Download Hadoop and Spark from Apache mirrors by default - Githubissues

nchammas / flintrock

A command-line tool for launching Apache Spark clusters.

Apache License 2.0

636 stars 116 forks source link

Download Hadoop and Spark from Apache mirrors by default #249

Closed nchammas closed 6 years ago

nchammas commented 6 years ago

This addresses the issue described in #238, which is that the Spark project have stopped publishing releases to S3. This means that we now have to download Spark from the Apache mirror network.

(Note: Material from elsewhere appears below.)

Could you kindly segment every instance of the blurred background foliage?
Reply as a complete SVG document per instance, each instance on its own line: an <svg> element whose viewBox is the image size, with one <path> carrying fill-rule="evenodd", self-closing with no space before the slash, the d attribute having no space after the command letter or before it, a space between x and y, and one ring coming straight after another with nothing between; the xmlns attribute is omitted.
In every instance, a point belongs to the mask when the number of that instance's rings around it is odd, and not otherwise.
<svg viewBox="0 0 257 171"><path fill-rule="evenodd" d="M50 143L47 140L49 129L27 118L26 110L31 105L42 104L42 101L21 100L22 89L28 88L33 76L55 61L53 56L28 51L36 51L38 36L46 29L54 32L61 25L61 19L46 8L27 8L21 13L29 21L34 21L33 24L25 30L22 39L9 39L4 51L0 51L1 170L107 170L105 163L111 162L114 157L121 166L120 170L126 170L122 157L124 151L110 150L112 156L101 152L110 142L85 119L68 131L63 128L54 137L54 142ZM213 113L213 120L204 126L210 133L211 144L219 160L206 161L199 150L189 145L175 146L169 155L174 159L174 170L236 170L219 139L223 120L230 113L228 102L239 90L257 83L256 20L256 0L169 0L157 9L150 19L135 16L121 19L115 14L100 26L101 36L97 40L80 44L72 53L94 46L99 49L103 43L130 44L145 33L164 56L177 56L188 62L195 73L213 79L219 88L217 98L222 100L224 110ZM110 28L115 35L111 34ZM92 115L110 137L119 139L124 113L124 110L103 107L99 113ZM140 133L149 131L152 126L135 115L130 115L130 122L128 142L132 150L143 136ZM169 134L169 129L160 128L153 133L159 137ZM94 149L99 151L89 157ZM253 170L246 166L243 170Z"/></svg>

While doing this work I also:

Unified how we download Hadoop and Spark since they are both coming from the same place now.
Bumped the default version of Hadoop to 2.8.4 and Spark to 2.3.0.
Added a test for the download script to make sure it works on both Python 2 and 3 (since it runs on the cluster nodes).

TODO:

[x] Add warnings about problems with Apache mirrors -- slow, unreliable, only latest releases -- and recommend users set custom download-source.
[x] Proactively check for package availability before launching cluster.
[x] Confirm building Spark from source still works when Hadoop 2.8.4. is configured.
[ ] ~Add wiki page explaining how to host Hadoop or Spark packages on a public S3 bucket.~

For a future PR:

[ ] Allow download-source to be set to an s3:// URL, and use the AWS CLI to download in that case. That will let users serve packages from private buckets which the cluster can access via IAM roles.